2

I'm trying to learn how to understand assembly code so I've been studying the assembly output of GCC for some stupid programs. One of them was nothing but int i = 0;, the code of which I more or less fully understand now (the biggest struggle was understanding the GAS directives strewn about). Anyway, I went a step forward and added printf("%d\n", i); to see if I could understand that and suddenly the code is much more chaotic.
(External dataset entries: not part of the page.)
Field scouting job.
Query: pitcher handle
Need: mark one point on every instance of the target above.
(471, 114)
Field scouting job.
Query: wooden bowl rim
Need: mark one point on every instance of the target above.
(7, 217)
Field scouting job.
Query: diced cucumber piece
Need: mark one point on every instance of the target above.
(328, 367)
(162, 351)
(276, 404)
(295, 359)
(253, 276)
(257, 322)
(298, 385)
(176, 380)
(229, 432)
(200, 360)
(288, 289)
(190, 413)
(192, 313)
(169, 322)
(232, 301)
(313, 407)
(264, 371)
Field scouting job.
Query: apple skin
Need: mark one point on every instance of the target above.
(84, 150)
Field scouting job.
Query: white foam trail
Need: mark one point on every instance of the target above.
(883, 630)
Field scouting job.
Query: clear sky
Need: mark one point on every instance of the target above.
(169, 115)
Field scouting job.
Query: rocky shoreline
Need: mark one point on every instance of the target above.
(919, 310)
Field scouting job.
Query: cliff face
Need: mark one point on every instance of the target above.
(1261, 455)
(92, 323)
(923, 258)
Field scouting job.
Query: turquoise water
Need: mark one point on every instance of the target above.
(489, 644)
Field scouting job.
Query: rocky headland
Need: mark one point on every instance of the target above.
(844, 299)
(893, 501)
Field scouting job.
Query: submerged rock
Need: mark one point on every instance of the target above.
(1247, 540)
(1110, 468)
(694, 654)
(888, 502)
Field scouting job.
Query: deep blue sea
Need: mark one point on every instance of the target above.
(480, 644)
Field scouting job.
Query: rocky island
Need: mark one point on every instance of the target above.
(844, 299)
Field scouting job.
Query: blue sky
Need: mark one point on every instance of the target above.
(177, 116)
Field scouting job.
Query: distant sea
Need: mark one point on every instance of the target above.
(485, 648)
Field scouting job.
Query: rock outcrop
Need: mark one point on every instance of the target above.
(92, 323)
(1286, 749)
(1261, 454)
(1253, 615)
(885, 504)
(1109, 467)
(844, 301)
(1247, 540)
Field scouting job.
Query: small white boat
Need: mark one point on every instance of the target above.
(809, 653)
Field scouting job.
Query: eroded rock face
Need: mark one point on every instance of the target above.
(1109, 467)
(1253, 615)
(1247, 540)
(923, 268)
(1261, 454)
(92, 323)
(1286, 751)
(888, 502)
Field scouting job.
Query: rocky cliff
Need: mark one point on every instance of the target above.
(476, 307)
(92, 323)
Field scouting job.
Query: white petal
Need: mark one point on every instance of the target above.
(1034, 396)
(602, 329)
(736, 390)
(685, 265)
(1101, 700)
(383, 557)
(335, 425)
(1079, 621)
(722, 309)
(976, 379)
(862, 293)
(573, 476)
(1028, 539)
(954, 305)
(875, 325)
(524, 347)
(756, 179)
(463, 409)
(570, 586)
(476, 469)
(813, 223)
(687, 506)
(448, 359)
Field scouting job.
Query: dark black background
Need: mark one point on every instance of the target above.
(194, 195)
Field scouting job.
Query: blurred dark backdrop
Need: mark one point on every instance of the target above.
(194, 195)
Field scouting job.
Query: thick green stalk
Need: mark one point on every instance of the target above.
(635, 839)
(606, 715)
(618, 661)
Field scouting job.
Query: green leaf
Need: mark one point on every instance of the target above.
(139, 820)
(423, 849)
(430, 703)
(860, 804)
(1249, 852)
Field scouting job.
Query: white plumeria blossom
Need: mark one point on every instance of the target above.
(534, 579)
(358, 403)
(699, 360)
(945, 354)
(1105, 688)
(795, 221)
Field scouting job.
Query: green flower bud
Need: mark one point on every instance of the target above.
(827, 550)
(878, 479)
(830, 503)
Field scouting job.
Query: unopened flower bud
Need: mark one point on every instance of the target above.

    .file   "helloworld.c"
    .text
    .section    .rodata.str1.1,"aMS",@progbits,1
.LC0:
    .string "%d\n"
    .section    .text.startup,"ax",@progbits
    .p2align 4
    .globl  main
    .type   main, @function
main:
    subq    $8, %rsp
    xorl    %edx, %edx
    leaq    .LC0(%rip), %rsi
    xorl    %eax, %eax
    movl    $1, %edi
    call    __printf_chk@PLT
    xorl    %eax, %eax
    addq    $8, %rsp
    ret
    .size   main, .-main
    .ident  "GCC: (Gentoo 10.2.0-r3 p4) 10.2.0"
    .section    .note.GNU-stack,"",@progbits

I'm compiling this with gcc -S -O3 -fno-asynchronous-unwind-tables to remove the .cfi directives, however -O2 produces the same code so -O3 is overkill. My understanding of assembly is quite limited but it seems to me like the compiler is doing a lot of unneccessary stuff here. Why subtract and then add 8 to rsp? Why is it performing so many xors? There's only one variable. What is movl $1, %edi doing? I thought maybe the compiler was doing something stupid in an attempt to optimize but as I said, it's not optimizing beyond -O2, also it performs all of these operations even at -O1. To be honest I don't understand the unoptimized code at all so I assume it's inefficient.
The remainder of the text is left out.